Many farmers avoid wasting excess fruit by turning it into animal feed, but Sidehill Farm has found much more delicious solutions.
It started small, as great things often do. In this case, it was a bumper crop of peaches in 1976 — too many for Dot and Ben Naylor (and family) to eat themselves, so they did what people have done for generations and turned the extra into jam, using an old family recipe, without pectin or artificial ingredients. But, overabundance led to extra jam. So, they took it to a local farm stand to see if people would be interested. It sold out — in just one day — and the requests for more poured in.
Suddenly, they had a business. And in the years since, the business has evolved. Initially, it outpaced their ability to source fruit locally. But Kelt Naylor, who purchased the business from his father, and his wife, Kristina, were watching as farmland was being redeveloped, and decided to make a change. Relocating to southern Vermont where a lot of local growers were still in business, they set up shop near a farmer who was growing a variety of heirloom apples.
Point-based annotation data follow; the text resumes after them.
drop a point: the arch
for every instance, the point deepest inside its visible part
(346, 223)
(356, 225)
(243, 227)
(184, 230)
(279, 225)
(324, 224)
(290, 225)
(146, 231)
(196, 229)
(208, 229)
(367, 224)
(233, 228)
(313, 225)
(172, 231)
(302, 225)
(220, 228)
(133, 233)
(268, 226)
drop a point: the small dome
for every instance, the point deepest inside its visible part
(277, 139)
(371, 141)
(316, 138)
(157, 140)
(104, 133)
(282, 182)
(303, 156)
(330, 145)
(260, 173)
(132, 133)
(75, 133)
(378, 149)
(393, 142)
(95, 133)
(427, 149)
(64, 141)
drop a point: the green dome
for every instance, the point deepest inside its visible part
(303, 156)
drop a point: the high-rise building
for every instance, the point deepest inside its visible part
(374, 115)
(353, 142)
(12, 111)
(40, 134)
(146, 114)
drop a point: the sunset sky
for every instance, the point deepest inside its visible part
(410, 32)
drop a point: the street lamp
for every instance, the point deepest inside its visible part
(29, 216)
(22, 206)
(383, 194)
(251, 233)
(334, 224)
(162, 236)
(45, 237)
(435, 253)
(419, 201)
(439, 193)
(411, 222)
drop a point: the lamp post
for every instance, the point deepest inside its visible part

They started making Apple Butter, using local maple syrup and honey.
“We really cook it down, so that there is the equivalent of six apples in each jar,” Kristina explains. “And using the variety of apples gives it a pronounced apple taste.”
By the end of the year, she says, “We knew that we were doing something good and important, but if we were going to be sustainable and pay our employees good wages, we had to make a profit, as well.”
They first entered, and won, a local business plan competition that allowed them to eliminate the slow and tiring work of hand-washing all the fruit, allowing them to increase production. The next year, following their commitment to helping local farmers, they applied for a working lands grant — to preserve local farm lands. Sidehill Farm won the first round of the grant, which helped them to use even more local fruits. Today, the Naylors have grown the business — they’re providing good jobs and a wider variety of products, working with several local farms and preventing “tons and tons of local fruits from going to waste.”
The increase in volume has helped keep the cost of the products down, so that people in the community can afford them. And it has changed other businesses, as well. Farm stands often bring in jams from overseas (because of costs), but thanks to Sidehill Farm’s volumes, the farm stands can afford to increase the market for their own fruit. You can hear the satisfaction in Kristina’s voice as she explains, “We’ve given them the opportunity to take their own fruit and turn it into a product that they’re proud of, and can sell with their own label.”
These days, 85 percent of the fruit they use is sourced from New England and New York State. This reflects the market reality that customers have expectations for certain products (i.e. peaches or peach jam), even when crops are not in season or are not available.
A thriving business has not only to sustain itself, it has to grow. Sidehill went beyond traditional family recipes and has developed new products — including a Maple Apple Drizzle made with local apples, maple syrup and apple pie spices, which local people and even restaurants are using as a fun, healthy and innovative topping (on ice cream) and in recipes.
Imported tastes; local ingredients
“You have these decision points on how you’re going to grow your business,” Kelt says. “The American palate is expanding, often searching for new tastes from exotic places. Many of those are coming from overseas, but some include rediscovering old favorites.”
They recently teamed up with a local winery that presses fruit, to source crabapples to make what used to be a traditional ‘old time’ product — Crabapple jelly. It turns out that a lot of farmers plant crabapples for pollinators, but the fruit was an untapped resource.
While travelling in Europe, the Naylors discovered the popular combination of a thick paste made from membrillo (quince — one of the most popular fruits in colonial America) fruit with sheep cheese. Presidents Washington and Jefferson both grew quince and took advantage of the high pectin content to use it in the making of jams and jellies. Today, the fruit has mostly fallen out of fashion in the US, but the trees remained in the orchards.
At a nearby farm that makes sheep cheese, the farmer said that he ‘hated’ to import membrillo to go with his cheese; now Sidehill Farm provides a locally grown option.
Aside from the economic benefits for Sidehill and the surrounding communities, there are major environmental benefits. Not only is the fruit no longer decomposing (food waste is a major contributor to GHG emissions worldwide), but the Farm is also avoiding emissions associated with transporting fruit from around the country or even from overseas.
So, where does this passion come from?
“As a small business, (we) are connected more to the community; we see farms that are struggling financially and are leaving food on the ground,” Kristina says. “When you look at the problems we are facing as a world (like climate change, hunger, inequality), sometimes you feel you’re so small, but this is a good example of what you can do.”
As I have previously written, the most successful entrepreneurs are the ones who find profitable ways to solve problems that many others are facing.